The Guardian is an excellent newspaper that’s trying many innovations. One impetus for its risk-taking might be that the organization will run out of money if losses continue at their current pace.
Two years ago, Charlie Rose mispronounced Alan Rusbridger’s name when introducing him—Rusbrigger, he called him. These days, the editor of The Guardian is a journalistic “global celebrity,” as Bill Keller put it to me—Adweek dubbed him “the Ben Bradlee of phone hacking.” It was under his leadership that the paper broke the WikiLeaks story, then the News of the World phone-hacking scandal, then the efforts at Rupert Murdoch’s company to cover it up. Guardian reporting triggered investigations that have so far led to arrests of more than 40 Murdoch journalists and executives. “Something happened last year,” says Rusbridger, slipping into a sweet reminiscence about the halfway downfall of Britain’s media king, who seems never far from his mind. “It was quite extraordinary if you lived through this period to see … the bursting of the bubble.”
Now, having shoved Murdoch off his pedestal, Rusbridger finds himself staring down a different kind of challenge. His paper is running out of money: It lost roughly $50 million last year, and though it’s subsidized by a nonprofit trust, at that rate it can survive for at most another five years.* Thus, the new American edition: 30 journalists turning out daily columns, reporting, and incessant live-blogging—not just on Americans but for Americans.
* Emphasis mine – Bill D.
“Why are we in America?” he asks, facing me across a small round table in a corner office, another sleek white box. There’s barely a picture on the wall or a paper on the desk—it’s as clutter-free as a monk’s quarters. “We’re in America because a third of our audience is in America.” The Guardian has about 20 million monthly online readers in the United States, he says—a natural growth opportunity. But Rusbridger’s plan doesn’t require the company to ever actually turn a profit. “Within four years we will have brought losses down to a single figure,” he says. That’s a single figure in millions of pounds. “Which is sustainable.”
Hmm. So long as the Guardian’s losses are contained to a few million pounds annually, its future is assured.
It’s nice when you’re supported by a trust.
I’ve ploughed some of this ground before. See The New World of Open Journalism, posted March 8.
In a comment on his March 2 J-Source blog post that I had mentioned, journalism educator Robert Washburn responded thusly to my blogged remarks:
The Guardian has taken a huge leap forward as a leader in the industry. Many of the practices it is using have already been done elsewhere but on a much smaller scale. To see a respected news organization of the size and influence of the Guardian taking such bold steps is welcomed. As argued in the article, it means a fundamental redefinition regarding how journalists do their job, challenging a paradigm that has existed since Walter Lippmann outlined the first building blocks for modern journalism nearly a century ago. It has captured the transition of journalistic principles from inform, explain and interpret to the new model of educate, engage and empower.

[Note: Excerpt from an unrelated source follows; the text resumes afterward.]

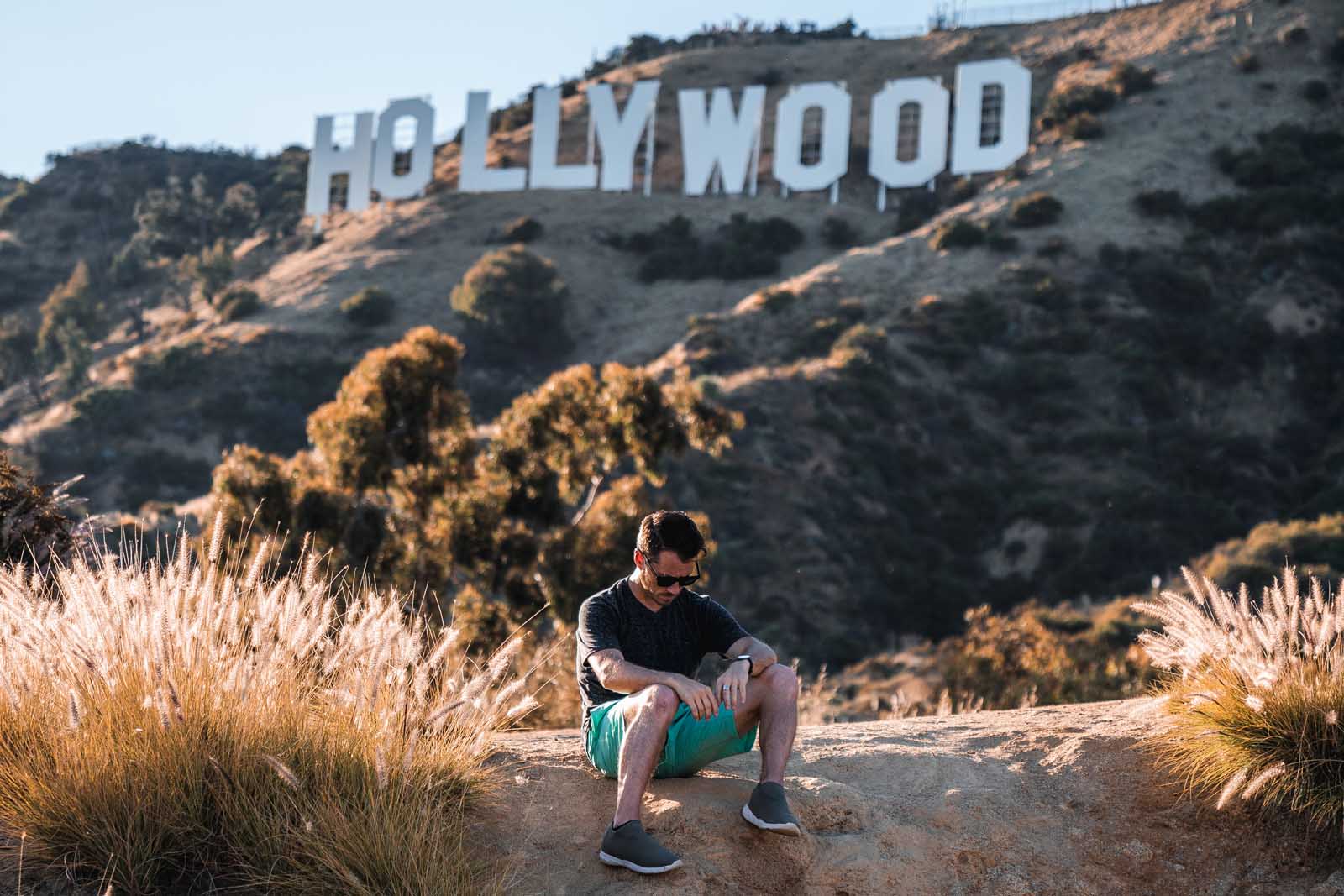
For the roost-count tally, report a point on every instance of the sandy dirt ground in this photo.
(1046, 801)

No one ever forgets journalism is a business. And critics like Bill will ensure this. As stated before, it remains to be seen if it will be a profitable one under the Open Journalism model. If a point needs to be made regarding the business model of the Guardian, it should be simple: we should be grateful these kinds of news organizations exist so they can take chances, push boundaries and continue to stretch our imaginations so we can be innovative as we search to redefine the future of journalism.
I couldn’t find any mention of the Guardian’s current financial dilemma on the J-Source website.